- Awarded for: Latin American and Caribbean literature in Spanish, Portuguese, English, and French
- Presented by: Casa de las Américas
- First award: 1960
- Website: www.casa.cult.cu/premios/literario

= Casa de las Américas Prize =

Literary award

The Casa de las Américas Prize (Premio Literario Casa de las Américas) is a literary award given by the Cuban Casa de las Américas. Established in 1959, it is one of Latin America’s oldest and most prestigious literary prizes.

The award is presented for works in Spanish, Portuguese, English, and French by writers from Latin America and the Caribbean. In addition to the main categories of fiction, poetry, and essays, it also includes categories for narrative and children’s literature.

==History==
The award was founded in 1959 as the Hispanic American Literary Competition (Concurso Literario Hispanoamericano), as a Latin American counterpart to the British Booker Prize and the U.S. Pulitzer Prize. It was renamed as the Latin American Literary Competition (Concurso Literario Latinoamericano) in 1964, and has been presented under its current name since 1965.

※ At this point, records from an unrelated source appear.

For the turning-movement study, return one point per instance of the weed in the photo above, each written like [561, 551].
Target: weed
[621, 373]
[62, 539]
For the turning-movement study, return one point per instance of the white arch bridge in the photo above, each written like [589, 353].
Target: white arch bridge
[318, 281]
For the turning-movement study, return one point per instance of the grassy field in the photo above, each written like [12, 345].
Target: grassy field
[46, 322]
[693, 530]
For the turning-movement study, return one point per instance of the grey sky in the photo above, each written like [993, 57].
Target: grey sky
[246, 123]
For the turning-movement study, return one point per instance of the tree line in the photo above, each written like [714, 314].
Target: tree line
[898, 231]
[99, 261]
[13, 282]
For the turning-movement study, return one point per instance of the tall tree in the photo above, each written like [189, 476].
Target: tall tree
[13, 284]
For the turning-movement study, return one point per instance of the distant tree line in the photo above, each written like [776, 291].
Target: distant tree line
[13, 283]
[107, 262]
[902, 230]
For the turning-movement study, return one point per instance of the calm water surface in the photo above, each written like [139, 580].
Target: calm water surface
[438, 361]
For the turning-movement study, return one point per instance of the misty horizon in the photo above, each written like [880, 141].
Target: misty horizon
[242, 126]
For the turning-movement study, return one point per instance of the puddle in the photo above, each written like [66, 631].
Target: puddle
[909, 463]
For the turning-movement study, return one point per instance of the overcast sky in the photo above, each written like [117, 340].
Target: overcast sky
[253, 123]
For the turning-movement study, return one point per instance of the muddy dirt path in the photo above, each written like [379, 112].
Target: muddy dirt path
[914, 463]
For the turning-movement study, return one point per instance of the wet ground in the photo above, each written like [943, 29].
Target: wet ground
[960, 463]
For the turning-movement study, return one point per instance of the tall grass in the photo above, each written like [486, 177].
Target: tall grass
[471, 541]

Since 1960, the main categories have been novels, poetry, short stories, drama, and essays in Spanish. In 1970, a new category was added for testimonial narratives, and in 1973, the essay and testimonio awards were expanded to include works in Portuguese by Brazilian authors. A category for children’s literature was introduced in 1975, and works by Caribbean authors in English and French have been eligible in all fiction genres since 1976 and 1978, respectively. Since 1978, works by Brazilian authors in Portuguese have been eligible in all categories. In 2000, three honorary awards were established in the categories narrative, essay, and poetry.

Due to the growing diversity of genres and categories, awards in some categories are now presented in alternate years, and awards are not always presented in every category.

==Winners==

Juries for the awards are made up of prominent writers, academics, and intellectuals from throughout Latin America.

Scholars and writers who have won the prize include Edward Brathwaite, Humberto Costantini, Beatriz Doumerc, Eduardo Galeano, Renato Prada Oropeza, Susana Rotker, Rachel Beauvoir-Dominique, Françoise Perus, Beatriz González-Stephan, Anthony Phelps, Luis Britto García, Diego Falconí and Abel Sierra Madero. Among them are many recipients whose work was virtually unknown and who are now widely read and translated into many languages, such as Jorge Enrique Adoum and Roque Dalton.

The Casa de las Américas Prize has been credited with attracting international attention to Latin American literature, and with contributing to a major literary renaissance that resulted in the awarding of the Nobel Prize in Literature to writers such as Pablo Neruda in 1971 and Gabriel García Márquez in 1982.